Interestingly enough... a Jewish friend of mine I respect recently pointed out to me that "Old Testament" can be somewhat of an offensive descriptive as those of the Jewish faith do not consider that collection of books to be the "Old Testament," but THE Testament. So, I can see where this idea of the blood-drenched Christ being "Old Testament" could come across very anti-semitic. (to CLARIFY Clarity







I am not calling YOU anti-semitic) But then, that is a topic for Spirituality, eh. Sorry.


----------



## lab (Jun 11, 2003)

I have not read the entire thread. I will go back and read it though.

I am so upset over this situation. I agree you cannot dictate what people let their children do... BUT (there it is) I do think that the word needs to get out that it is not appropriate.

MY NEIGHBOR TOOK HER 9 YEAR OLD SON TO SEE THIS MOVIE!

I have lost complete and total respect for her and her parenting. (There is more to than just this movie obviously). I mentioned this to my sister and she said - Did she not read about the movie? Of course not! My point is that if the information is more available, regarding the violence and unsuitable content, then maybe people would be more willing to make an intelligent decision. Education - that's it - we should educate people.

HAHHAAHAHHHA --- I just cracked myself up - who am I kidding - the information is out there - people are just stupid!

And you can't change that!


----------



## lab (Jun 11, 2003)

Journey - JMHO but I really feel like your sarcasm is a little over the top!

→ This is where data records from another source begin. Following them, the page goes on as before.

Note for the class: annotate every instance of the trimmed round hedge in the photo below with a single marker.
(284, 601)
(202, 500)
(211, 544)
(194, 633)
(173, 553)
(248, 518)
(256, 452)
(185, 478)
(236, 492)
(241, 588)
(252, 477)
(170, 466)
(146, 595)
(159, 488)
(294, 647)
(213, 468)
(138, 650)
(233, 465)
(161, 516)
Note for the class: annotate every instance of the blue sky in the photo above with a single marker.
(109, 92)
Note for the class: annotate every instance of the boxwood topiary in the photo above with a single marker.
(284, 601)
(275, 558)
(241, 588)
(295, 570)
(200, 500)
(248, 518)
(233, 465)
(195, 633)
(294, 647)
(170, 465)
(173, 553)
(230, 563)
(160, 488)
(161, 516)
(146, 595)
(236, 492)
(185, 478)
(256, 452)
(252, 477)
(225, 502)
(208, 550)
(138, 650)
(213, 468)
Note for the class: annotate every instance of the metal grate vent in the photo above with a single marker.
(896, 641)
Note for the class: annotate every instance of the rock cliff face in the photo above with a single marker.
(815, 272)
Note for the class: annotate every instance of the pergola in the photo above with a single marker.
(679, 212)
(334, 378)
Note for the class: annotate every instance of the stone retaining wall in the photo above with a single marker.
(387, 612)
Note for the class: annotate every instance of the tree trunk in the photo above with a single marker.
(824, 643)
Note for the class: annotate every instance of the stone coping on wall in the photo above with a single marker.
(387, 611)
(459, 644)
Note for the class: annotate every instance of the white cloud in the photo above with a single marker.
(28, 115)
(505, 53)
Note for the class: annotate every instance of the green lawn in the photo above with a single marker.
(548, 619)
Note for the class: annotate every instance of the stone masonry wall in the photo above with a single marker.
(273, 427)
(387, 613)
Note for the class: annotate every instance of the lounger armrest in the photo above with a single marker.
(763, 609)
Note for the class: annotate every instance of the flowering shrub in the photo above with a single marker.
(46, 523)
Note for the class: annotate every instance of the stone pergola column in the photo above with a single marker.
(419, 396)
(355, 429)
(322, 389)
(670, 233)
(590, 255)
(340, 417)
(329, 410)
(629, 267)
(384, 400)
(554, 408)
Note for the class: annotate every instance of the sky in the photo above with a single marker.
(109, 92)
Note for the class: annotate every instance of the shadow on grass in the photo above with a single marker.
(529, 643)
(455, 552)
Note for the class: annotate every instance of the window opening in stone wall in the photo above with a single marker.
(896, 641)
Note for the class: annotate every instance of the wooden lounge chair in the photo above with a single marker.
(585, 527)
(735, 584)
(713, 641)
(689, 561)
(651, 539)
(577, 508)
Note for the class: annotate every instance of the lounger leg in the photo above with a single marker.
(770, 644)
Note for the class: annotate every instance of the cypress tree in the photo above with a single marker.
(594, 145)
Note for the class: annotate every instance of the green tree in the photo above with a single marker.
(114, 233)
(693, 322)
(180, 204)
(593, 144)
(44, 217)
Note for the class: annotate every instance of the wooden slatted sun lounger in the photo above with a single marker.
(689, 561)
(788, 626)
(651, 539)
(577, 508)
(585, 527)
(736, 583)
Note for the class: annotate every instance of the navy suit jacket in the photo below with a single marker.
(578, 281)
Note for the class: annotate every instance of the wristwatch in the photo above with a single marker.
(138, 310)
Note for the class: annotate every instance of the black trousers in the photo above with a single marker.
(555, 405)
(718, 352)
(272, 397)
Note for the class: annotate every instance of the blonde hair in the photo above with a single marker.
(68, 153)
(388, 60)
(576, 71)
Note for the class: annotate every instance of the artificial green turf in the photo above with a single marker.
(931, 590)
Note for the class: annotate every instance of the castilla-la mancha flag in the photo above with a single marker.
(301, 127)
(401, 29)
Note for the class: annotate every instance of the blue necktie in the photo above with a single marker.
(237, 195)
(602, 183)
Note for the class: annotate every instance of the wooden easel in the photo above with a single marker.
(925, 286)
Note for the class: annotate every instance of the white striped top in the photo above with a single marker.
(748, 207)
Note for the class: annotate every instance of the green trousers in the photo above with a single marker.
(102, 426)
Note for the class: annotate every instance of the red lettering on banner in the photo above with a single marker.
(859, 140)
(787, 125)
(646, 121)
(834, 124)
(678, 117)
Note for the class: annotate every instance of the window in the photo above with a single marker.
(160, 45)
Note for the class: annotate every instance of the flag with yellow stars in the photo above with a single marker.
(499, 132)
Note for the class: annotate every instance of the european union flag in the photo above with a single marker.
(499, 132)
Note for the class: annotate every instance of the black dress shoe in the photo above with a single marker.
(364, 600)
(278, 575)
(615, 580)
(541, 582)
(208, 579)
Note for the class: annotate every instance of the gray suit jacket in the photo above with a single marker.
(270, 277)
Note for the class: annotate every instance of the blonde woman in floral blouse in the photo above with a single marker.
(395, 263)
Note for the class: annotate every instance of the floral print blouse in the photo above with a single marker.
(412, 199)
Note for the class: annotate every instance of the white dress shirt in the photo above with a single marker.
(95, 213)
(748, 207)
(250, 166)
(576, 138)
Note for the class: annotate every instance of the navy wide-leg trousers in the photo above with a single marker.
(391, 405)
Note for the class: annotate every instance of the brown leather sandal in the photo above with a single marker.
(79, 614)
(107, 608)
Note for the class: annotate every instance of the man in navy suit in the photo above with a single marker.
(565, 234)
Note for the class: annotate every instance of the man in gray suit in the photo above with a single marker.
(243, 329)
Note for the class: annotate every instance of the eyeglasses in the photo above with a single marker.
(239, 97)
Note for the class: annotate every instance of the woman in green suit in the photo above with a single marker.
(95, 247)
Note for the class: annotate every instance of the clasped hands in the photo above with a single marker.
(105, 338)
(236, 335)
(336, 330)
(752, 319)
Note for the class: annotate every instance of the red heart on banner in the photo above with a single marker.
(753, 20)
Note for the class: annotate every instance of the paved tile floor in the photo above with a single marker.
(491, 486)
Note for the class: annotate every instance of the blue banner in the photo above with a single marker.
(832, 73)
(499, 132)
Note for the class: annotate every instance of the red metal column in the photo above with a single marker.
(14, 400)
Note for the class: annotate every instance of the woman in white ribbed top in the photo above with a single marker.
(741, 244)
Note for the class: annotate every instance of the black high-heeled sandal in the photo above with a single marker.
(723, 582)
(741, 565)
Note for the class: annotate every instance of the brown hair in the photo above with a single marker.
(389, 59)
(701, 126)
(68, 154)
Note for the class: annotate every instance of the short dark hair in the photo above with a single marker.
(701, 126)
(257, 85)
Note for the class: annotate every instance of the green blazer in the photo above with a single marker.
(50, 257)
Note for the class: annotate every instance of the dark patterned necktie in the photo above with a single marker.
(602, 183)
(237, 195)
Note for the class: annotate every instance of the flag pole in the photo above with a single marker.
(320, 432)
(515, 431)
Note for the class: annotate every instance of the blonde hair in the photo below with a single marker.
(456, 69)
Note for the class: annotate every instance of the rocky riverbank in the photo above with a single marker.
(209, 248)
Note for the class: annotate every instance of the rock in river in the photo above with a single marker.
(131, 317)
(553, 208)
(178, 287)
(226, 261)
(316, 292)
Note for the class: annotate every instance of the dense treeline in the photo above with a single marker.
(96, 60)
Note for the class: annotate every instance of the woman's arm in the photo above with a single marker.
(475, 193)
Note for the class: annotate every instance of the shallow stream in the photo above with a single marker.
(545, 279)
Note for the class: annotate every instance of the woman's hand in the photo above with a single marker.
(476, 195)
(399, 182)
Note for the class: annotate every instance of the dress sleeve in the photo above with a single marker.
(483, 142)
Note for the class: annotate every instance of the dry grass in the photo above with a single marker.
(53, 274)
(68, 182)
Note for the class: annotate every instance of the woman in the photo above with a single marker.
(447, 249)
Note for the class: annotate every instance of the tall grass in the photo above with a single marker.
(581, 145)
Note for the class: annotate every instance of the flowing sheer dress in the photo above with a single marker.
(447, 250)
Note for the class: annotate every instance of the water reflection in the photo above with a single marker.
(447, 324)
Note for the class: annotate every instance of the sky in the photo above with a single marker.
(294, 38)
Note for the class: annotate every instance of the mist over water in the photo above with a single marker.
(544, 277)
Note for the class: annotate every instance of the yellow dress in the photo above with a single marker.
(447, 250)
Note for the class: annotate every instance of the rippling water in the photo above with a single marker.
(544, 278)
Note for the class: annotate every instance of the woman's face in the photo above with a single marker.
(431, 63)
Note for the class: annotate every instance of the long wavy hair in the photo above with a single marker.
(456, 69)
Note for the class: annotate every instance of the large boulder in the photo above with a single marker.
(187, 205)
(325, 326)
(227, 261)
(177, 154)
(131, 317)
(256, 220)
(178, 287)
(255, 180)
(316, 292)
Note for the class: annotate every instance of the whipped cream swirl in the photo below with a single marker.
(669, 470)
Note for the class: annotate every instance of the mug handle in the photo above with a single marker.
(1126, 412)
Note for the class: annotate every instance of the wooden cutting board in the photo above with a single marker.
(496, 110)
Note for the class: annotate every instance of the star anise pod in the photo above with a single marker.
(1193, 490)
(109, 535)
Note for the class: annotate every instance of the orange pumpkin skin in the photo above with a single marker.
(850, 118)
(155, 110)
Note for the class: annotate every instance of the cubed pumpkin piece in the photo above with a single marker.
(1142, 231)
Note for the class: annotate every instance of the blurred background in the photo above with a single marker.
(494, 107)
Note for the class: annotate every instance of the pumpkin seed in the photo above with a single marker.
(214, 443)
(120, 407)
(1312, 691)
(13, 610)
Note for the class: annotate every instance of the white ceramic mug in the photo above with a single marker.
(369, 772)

Playdoh mentioned that she would protect children from violent stories and not the Bible. You responded that the Bible WAS violent....

.

Quote:

The movie is the same violence portrayed in the Bible. The Bible is even more violent at times. Am I the only person who visualizes what is read?

I don't know about you - but my children (and most kids for that matter) read a children's Bible - which is FAR cry from any adult version that I would read


----------



## Clarity (Nov 19, 2001)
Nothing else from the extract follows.